Loomba highlights another paper in Gut about a study of noninvasive imaging Magnetic Resonance Elastography (MRE) in combination with the Fibrosis-4 (FIB-4) index to identify NASH clinical trial candidates. FIB-4 is a scoring system based on laboratory tests. The study found that the combination led to a positive predictive value of 97.1% in identifying patients with at least F2 fibrosis who would be ideal for treatment.

“We’ve made some dent in terms of imaging assessment,” Loomba adds. While these noninvasive tests may not completely match histology data and replace it immediately, there is increasing evidence these are reproducible efficacy endpoints, he says. Also, more likely than not, they will be able to depict the efficacy of treatment under investigation, he notes.

The next challenge is to further solidify the value of these noninvasive measures by collecting longer-term outcomes to validate their clinical value. Work is underway to do so, Loomba says.

Safety profiles delaying drug progress

Investigated drugs’ less-than-ideal safety profiles represent another issue that has plagued NASH drug development. Therapies have faced regulatory pushback and investigator scepticism owing to safety profiles showing pruritus (itch) or increases in LDL-cholesterol. A clean safety profile is especially needed in NASH as there are patients who are asymptomatic. In fact, asymptomatic NASH patients have made it hard to make estimates on NASH prevalence.

“What the FDA wants is a safe drug that is efficacious. It does not want an efficacious drug that may be unsafe,” Loomba explains.

NASH drug manufacturers should acknowledge the adverse events head on.

NASH drug manufacturers should acknowledge the adverse events head on, Loomba says. For starters, there needs to be a complete understanding around the cause of the side effect. Second, if these side effects cannot be overcome by tweaking the mechanism of the drug, safety protocols should be developed to alleviate these issues.

While these protocols may restrict the use of the drug in certain subpopulations, it will make it easier to get the drug on to the market, Loomba explains. “You may end up with a smaller pie but that’s fine; at least you get the drug approved,” he adds, noting that there are no therapies approved for NASH. Once a drug is approved, this would be the time to potentially expand the target audience of the drug with additional studies in different subpopulations.

“It’s really about articulation of the story,” Loomba says. “It’s acknowledging that it’s not perfect and acknowledging that there could be risk, but we are mitigating those risks.”

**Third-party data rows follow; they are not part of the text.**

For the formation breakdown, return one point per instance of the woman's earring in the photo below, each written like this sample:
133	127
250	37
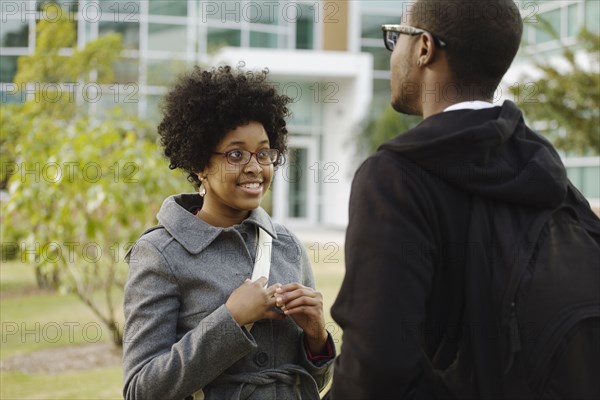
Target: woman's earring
202	189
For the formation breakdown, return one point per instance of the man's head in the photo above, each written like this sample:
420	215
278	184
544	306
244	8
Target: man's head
481	36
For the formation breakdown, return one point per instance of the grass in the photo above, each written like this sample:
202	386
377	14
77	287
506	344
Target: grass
34	320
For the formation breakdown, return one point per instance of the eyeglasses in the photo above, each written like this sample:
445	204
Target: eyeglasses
391	33
242	157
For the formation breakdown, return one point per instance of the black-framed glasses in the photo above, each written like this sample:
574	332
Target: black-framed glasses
391	33
242	157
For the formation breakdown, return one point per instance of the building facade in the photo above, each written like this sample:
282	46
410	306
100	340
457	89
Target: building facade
327	56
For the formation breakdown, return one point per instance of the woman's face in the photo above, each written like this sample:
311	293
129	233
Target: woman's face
234	190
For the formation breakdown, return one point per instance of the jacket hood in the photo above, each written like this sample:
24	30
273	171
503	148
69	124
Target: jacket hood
489	152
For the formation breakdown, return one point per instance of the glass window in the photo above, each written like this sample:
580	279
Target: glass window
168	7
296	163
122	98
128	9
167	37
381	57
543	34
592	16
153	112
67	6
223	11
14	33
163	72
371	25
305	27
12	97
302	103
572	25
8	68
130	31
394	6
126	70
261	12
218	38
263	39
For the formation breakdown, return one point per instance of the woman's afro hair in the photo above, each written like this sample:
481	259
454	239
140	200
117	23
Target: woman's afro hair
204	105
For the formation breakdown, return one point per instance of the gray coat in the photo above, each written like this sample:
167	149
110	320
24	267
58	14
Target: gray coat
179	336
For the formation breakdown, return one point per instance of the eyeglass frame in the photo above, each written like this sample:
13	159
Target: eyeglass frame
255	154
406	30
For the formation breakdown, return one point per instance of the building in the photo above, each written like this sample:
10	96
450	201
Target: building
326	55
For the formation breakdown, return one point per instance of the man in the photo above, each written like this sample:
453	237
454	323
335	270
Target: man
410	208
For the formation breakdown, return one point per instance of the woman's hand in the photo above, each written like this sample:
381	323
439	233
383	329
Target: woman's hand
305	306
252	301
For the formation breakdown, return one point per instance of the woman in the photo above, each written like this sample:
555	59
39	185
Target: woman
196	325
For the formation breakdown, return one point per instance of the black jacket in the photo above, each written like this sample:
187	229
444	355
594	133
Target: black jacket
407	236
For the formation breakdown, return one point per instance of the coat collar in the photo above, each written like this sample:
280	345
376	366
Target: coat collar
194	234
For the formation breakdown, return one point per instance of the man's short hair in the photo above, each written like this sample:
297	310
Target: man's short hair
482	36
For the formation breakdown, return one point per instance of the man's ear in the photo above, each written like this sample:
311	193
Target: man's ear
426	49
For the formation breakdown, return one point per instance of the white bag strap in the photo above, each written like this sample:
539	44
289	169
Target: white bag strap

Efficacy mismatch between regulators

Loomba points to another issue facing NASH drug developers: a discrepancy between FDA and EMA guidance when it comes to efficacy expectations. “You can’t have a yardstick that’s different in the US and that’s different in the EMA. And if it is different – they need to articulate the reason and provide evidence,” he adds.

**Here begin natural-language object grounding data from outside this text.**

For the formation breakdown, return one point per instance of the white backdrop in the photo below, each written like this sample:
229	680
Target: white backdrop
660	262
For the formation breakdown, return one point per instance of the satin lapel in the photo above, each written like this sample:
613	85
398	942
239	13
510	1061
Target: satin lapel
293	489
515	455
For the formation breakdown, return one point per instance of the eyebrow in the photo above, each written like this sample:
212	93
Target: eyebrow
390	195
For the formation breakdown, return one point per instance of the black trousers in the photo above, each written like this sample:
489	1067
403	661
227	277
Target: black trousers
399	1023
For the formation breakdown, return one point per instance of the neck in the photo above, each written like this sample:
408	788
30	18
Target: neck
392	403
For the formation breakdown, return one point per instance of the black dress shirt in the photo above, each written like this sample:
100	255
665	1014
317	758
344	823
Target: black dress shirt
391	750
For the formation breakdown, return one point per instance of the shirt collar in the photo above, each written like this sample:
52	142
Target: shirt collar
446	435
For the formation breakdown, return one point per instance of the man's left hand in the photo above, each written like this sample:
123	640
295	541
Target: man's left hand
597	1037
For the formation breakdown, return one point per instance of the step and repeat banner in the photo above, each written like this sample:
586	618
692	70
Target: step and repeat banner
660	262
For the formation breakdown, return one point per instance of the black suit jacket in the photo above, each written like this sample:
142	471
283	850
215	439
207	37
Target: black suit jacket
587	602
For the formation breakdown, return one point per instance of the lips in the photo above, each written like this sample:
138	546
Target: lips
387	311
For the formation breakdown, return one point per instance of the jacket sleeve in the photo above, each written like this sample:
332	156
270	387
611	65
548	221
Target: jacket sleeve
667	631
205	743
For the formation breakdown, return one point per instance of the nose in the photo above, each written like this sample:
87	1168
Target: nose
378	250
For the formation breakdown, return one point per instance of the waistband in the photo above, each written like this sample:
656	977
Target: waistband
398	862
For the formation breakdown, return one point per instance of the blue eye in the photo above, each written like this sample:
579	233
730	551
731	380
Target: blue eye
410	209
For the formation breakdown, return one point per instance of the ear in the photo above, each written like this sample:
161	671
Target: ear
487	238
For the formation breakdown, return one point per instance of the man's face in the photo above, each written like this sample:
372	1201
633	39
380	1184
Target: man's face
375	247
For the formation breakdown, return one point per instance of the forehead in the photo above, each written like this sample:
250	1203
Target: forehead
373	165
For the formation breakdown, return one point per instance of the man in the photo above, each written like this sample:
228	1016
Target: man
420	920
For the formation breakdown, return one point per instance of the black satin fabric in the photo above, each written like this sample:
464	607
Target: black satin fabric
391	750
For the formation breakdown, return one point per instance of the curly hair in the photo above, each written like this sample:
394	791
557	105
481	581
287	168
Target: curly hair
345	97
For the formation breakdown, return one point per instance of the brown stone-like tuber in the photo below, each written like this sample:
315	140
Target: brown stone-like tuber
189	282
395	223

Loomba says EMA’s efficacy bar is notably higher than the FDA’s. As an example, the EMA is interested in a drug that can provide a two-stage improvement in the fibrosis scale. But based on experience, this bar is too high, particularly if that NASH trial only runs for 72 weeks, Loomba adds. With the FDA, improvement in fibrosis greater than or equal to one stage is an acceptable component of an efficacy barometer.

To succeed in the EMA’s two-stage improvement bar, a bigger sample size would be needed, Loomba says. But a larger sample size would mean the placebo response rate also increases, he adds. Loomba is working with a panel of NASH investigators on a manuscript that points out further mismatch between the two agencies. The paper would call for efficacy benchmark harmonisation.